And now part D asks us if we're able to convert this into an elastomer. So this is where it's really required that you understand what an elastomer is and what that implies and what the structure looks like. So an elastomer-- and I sort of paraphrased this from the book and added my own thing to it-- is basically a randomly oriented amorphous polymer with some cross-linking such that you have the ability to move the chains but not slide them completely over each other. So in order to have an elastomer you must have cross-linking. In order to have cross-linking, what must you have? Well from lecture and from the book we know that to cross-link you must have double bonds in your carbons. So you must have 2 carbons-- going back over here-- which are double-bonded together. And why is that? Because what happens is those double bonds will be broken by some initiator element-- many times we'll have sulfur-- will come in, break the double bond and then you'll have links forming between things.

So let me actually give you real-life example of this so you can see what I'm talking about. We're going to show disulfide bridges bounding and creating cross-links in a molecule. Something we're very familiar with is rubber. And we're also very familiar with car tires. The big difference between those two things is that rubber has vulcanized Which means we're actually putting sulphur into it to create a different type of polymer. We're looking at a cross-linked, much stronger rubber which we use on our car tires.

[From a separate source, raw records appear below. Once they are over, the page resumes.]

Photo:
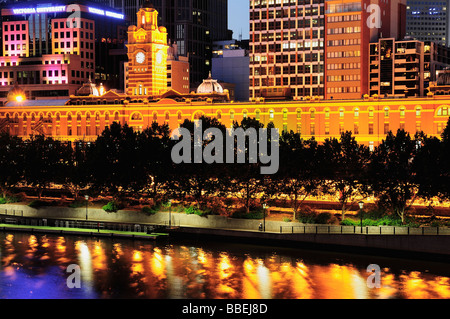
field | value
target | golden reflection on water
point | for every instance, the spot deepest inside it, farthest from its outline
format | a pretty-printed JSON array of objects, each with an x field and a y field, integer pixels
[{"x": 146, "y": 270}]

So polyisoprene looks something like this. You should be familiar with this notation by now. We have this denotes it repeats. We have our double bonds, we have our carbons and hydrogens. This is polyisoprene. And this is what we're going to add sulphur to vulcanize rubber. We're going to create vulcanized rubber. sulphur generally actually looks, it's a ring of 8 sulphur atoms. We'll then add it to rubber, maybe heat it up mixed. And you'll make what you're used to on car tires. So what's actually happening here is that you can see we have this double bond between carbons. The sulphur's going to come in, it's going to react with this double bond, and is actually going to pull it off. And it might form a chain like that. And then this sulfur will then connect to another one of these polyisoprene molecules that was originally double bonded. And I'm not going to draw the rest of it out. And it's going to react, kill this double bond, and it's going to connect it.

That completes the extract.